As consumption of music on physical media declines, though, questions arise about how best to present a continuous performance in a downloadable delivery format. If the tracks are going to be presented individually, as they might if used to accompany YouTube videos, for example, then obviously you will need to apply fades in and out. Where things get murky is if you want your mixes to play back seamlessly as an album in a player such as iTunes. The illusion of continuity will be ruined if the applause fades in and out, or if the player inserts unwanted gaps between tracks; but glitches and clicks are equally unacceptable.
It's probably impossible to ensure that an album plays back exactly as intended in every one of the myriad players on the market, but the best advice I've found is to keep the entire album as a continuous project for as long as possible during the mastering stage, only dividing it up into individual tracks once all necessary processing, sample-rate conversion and gain changes have been applied. That way, you at least know that the resulting tracks won't click or glitch when butted together continuously — although, sadly, you have no control over whether the listener's player will do this, nor over what will happen when they are converted to MP3 or other data-compressed formats.
Two excellent bands who have performed for The Beach Sessions in Waterbeach, near Cambridge, have very kindly given us permission to share recordings from those gigs.

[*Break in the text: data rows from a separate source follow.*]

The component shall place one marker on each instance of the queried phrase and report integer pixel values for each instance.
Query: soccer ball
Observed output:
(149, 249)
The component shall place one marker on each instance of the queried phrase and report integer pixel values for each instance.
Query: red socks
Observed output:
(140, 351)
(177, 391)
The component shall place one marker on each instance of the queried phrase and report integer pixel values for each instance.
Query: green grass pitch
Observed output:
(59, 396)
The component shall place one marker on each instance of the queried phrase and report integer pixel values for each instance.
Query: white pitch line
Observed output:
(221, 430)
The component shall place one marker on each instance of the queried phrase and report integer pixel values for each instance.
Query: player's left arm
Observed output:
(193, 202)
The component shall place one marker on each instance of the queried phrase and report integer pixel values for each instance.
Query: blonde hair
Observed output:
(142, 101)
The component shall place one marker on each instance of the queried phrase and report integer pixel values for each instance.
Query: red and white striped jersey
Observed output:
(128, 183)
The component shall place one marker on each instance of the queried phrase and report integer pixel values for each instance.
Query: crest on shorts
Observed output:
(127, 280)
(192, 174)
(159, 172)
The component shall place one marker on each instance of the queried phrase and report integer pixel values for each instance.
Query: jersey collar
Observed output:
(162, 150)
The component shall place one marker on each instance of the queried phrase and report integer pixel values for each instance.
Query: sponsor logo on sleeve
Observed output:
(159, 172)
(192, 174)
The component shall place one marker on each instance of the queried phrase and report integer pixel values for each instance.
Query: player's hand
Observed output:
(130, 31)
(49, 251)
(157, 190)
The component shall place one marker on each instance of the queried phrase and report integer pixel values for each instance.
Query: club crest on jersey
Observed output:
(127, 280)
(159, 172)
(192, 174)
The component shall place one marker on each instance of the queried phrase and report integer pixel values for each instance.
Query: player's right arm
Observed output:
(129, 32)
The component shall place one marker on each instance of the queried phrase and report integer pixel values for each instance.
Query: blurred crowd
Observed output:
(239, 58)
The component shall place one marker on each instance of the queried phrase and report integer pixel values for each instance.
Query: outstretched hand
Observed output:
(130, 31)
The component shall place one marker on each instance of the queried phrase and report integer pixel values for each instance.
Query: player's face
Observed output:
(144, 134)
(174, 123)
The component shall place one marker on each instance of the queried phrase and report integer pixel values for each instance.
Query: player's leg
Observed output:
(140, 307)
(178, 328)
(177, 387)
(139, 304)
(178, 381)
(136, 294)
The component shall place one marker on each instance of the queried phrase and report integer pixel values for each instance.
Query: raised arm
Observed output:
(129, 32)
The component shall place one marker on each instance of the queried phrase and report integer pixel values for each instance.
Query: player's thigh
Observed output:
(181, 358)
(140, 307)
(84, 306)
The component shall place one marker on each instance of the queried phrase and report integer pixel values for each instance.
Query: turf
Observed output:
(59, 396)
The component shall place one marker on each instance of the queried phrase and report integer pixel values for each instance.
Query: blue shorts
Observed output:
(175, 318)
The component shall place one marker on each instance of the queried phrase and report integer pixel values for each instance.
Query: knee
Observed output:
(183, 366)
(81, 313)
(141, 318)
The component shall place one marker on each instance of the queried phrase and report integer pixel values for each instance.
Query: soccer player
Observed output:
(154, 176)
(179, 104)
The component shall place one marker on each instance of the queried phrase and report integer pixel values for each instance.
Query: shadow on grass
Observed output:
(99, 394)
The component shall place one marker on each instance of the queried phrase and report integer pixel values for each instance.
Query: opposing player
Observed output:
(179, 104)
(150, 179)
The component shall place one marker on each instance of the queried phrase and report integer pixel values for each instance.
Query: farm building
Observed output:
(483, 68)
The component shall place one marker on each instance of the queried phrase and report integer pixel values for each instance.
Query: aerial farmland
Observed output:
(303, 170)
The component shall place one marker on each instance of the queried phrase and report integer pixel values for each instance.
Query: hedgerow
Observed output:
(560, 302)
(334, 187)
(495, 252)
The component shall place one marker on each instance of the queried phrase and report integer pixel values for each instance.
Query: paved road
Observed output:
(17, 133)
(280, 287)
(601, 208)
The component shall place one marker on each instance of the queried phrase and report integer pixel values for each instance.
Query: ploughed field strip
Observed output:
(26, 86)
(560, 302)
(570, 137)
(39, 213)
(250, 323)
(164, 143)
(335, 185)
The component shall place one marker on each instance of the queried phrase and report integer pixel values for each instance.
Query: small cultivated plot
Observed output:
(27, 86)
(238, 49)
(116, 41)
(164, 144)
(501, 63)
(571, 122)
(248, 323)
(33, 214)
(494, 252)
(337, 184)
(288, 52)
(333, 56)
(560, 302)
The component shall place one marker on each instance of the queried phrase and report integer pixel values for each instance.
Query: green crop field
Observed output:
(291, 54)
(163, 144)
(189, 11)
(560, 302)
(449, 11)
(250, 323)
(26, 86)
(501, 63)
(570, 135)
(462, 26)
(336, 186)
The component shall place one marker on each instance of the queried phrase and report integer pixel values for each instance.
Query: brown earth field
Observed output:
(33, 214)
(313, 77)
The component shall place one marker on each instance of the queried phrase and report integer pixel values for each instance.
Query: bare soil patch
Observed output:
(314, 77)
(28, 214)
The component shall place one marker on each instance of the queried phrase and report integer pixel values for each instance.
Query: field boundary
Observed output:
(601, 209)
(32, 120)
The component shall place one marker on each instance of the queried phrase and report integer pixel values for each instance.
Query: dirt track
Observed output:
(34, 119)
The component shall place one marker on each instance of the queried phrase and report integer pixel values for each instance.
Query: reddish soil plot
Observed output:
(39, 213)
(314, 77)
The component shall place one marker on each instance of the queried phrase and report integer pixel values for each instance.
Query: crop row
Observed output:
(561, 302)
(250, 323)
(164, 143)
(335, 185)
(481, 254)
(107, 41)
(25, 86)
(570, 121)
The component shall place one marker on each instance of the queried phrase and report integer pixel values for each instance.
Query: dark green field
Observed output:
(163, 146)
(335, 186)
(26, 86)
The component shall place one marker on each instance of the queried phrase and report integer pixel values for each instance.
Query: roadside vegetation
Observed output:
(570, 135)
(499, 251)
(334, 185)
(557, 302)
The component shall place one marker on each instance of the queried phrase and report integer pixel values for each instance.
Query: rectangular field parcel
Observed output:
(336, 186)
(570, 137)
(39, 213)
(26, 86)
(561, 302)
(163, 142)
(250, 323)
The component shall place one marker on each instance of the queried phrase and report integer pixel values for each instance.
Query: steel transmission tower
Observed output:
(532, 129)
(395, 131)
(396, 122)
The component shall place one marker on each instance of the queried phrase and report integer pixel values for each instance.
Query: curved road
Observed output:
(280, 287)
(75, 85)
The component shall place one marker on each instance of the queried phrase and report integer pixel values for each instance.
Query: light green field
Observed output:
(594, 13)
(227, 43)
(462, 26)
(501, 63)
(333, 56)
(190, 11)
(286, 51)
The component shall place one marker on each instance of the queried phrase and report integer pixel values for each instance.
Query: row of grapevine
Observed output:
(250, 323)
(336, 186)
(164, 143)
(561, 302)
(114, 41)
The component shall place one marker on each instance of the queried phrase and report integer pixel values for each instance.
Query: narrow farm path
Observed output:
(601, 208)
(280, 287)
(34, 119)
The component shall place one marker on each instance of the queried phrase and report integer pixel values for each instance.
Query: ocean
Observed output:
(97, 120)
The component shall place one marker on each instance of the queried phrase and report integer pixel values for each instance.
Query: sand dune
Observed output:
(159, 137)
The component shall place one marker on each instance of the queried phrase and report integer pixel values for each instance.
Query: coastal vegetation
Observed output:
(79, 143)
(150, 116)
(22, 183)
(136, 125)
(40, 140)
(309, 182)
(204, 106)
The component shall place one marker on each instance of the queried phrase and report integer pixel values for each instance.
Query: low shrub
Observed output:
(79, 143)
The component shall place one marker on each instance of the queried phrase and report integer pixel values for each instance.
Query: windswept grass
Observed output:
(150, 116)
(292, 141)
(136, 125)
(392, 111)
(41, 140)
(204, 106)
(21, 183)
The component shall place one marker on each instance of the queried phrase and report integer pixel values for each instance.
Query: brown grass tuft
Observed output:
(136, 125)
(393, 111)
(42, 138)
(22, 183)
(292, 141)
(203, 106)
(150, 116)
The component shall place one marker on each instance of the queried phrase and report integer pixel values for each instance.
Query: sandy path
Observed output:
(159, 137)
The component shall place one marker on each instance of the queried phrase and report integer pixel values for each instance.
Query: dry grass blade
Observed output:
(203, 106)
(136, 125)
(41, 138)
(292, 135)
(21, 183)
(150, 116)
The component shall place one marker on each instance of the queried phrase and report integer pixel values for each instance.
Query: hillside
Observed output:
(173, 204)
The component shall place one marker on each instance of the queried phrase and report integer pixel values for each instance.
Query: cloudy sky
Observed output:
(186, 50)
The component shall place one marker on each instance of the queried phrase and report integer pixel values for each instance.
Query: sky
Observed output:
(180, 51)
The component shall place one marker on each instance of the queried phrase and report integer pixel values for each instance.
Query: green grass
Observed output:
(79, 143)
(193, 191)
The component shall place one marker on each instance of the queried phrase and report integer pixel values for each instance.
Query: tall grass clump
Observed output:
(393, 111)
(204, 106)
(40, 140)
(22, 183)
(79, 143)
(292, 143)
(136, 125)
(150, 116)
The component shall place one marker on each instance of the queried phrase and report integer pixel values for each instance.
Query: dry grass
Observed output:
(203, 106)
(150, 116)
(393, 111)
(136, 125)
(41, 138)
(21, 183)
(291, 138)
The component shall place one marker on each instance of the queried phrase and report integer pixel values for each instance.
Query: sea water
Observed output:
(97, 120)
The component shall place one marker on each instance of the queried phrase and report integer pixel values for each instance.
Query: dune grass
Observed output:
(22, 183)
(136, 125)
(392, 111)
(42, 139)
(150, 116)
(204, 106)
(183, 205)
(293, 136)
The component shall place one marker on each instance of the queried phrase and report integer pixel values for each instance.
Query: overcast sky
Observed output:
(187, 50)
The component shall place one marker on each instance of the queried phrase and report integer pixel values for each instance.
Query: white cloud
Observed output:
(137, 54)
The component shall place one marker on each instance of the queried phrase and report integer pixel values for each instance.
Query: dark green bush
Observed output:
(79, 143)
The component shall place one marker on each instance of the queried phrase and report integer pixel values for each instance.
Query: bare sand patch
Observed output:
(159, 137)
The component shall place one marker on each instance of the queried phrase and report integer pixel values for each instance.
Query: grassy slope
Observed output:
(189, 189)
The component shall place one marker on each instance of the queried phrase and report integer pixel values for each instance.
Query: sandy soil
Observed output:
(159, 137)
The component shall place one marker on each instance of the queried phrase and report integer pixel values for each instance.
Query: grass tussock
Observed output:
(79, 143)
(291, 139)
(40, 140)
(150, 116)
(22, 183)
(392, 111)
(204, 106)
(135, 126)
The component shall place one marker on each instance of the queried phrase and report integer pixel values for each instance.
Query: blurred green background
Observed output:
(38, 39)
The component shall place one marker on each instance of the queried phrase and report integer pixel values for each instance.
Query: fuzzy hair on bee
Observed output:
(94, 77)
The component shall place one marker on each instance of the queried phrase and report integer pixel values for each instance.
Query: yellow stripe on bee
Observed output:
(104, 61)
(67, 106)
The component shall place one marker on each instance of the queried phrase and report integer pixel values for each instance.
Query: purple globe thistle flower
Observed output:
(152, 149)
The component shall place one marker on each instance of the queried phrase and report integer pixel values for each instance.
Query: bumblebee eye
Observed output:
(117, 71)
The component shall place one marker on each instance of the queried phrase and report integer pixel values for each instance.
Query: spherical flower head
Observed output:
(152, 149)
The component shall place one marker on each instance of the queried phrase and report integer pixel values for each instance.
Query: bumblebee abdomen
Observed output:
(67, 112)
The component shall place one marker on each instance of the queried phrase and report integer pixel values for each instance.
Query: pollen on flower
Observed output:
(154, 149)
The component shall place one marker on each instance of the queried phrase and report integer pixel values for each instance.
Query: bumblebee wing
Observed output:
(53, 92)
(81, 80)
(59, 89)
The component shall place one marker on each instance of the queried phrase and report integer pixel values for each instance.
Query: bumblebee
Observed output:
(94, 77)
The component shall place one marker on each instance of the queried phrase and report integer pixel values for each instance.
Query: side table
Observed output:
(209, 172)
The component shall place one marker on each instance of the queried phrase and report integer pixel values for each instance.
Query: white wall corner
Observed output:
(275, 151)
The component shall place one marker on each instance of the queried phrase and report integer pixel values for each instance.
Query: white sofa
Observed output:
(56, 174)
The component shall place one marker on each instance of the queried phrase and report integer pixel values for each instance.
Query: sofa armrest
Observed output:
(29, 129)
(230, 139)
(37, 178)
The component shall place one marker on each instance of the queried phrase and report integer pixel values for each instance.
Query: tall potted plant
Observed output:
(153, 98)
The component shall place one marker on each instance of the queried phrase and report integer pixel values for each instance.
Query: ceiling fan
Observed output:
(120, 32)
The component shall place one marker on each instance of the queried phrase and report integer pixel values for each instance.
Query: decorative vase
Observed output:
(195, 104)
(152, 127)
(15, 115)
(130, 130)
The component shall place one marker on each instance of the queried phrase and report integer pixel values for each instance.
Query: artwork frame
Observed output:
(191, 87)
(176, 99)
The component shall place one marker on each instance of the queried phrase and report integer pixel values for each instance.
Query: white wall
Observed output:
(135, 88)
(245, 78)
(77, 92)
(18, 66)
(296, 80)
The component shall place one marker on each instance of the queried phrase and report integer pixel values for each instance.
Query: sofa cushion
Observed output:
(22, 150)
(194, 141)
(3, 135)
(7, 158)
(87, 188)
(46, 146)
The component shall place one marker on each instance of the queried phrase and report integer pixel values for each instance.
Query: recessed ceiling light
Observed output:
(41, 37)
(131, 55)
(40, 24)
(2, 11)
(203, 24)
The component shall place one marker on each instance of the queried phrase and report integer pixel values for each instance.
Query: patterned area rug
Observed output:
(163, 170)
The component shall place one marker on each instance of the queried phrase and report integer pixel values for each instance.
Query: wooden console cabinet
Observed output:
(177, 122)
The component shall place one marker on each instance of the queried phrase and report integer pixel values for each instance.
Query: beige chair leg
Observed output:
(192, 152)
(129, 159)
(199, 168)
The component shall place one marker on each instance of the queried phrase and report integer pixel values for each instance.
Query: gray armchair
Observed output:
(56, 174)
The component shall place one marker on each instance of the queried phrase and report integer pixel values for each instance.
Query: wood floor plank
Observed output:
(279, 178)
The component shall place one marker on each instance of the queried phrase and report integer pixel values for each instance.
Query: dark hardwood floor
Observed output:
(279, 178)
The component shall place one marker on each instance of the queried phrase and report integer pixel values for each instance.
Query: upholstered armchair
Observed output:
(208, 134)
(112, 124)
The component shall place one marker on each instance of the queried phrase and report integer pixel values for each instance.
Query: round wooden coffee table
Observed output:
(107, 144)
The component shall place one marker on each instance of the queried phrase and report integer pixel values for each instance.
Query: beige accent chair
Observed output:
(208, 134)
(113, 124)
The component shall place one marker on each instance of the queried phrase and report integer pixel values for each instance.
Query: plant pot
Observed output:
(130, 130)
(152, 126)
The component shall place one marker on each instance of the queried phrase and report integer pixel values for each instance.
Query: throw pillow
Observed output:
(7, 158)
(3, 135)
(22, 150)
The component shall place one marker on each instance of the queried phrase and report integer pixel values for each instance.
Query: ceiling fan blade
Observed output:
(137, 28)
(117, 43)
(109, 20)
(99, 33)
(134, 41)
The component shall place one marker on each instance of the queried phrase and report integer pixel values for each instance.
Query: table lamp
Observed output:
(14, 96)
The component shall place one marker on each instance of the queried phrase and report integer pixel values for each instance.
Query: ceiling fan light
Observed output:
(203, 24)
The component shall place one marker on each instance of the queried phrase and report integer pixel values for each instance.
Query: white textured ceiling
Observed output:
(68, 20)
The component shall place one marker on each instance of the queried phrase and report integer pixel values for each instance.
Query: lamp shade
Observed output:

The Slow Show (www.facebook.com/theslowshow) will already be familiar to quite a few readers from their appearances at festivals and on programmes such as Radio 2's Dermot O'Leary Show. They recently signed to Rough Trade Publishing and are working on a debut album, to be released later this year. In December 2012 they played a sold-out show at the 200-capacity Waterbeach Baptist Chapel, and at the last minute, we decided to record it to my trusty Zoom R16 digital multitracker. Although it was a great show in a lovely space, the recordings were quite problematic, not least because 15 desk channels were in use and the R16 can only record eight tracks at once! As a result, there were no ambient mics or tom mics, one of the two overheads was not recorded, and all the drum close mics, percussion and sampler tracks had to be bounced to a single track using an aux send on the desk. A further problem was that the insert outputs from the desk were too hot for the R16's line inputs, so clipping occurred in a number of places.
Straw Bear (www.strawbear.com), meanwhile, sent us one of the best CDs we've ever heard for the Playback column, and have since gone on to bigger and better things, including a session for Tom Robinson's radio show, so I was very excited to get the chance to do live sound for them. This gig, in March 2013, was recorded to an Allen & Heath ICE 16, which meant that every track could be captured, and this time there were no problems with clipping. However, this venue was not a beautiful Victorian chapel but an upstairs room at a pub, with a cramped stage, muddy acoustics and a very low ceiling, so the recordings suffer from the coloration that is typical of small venues.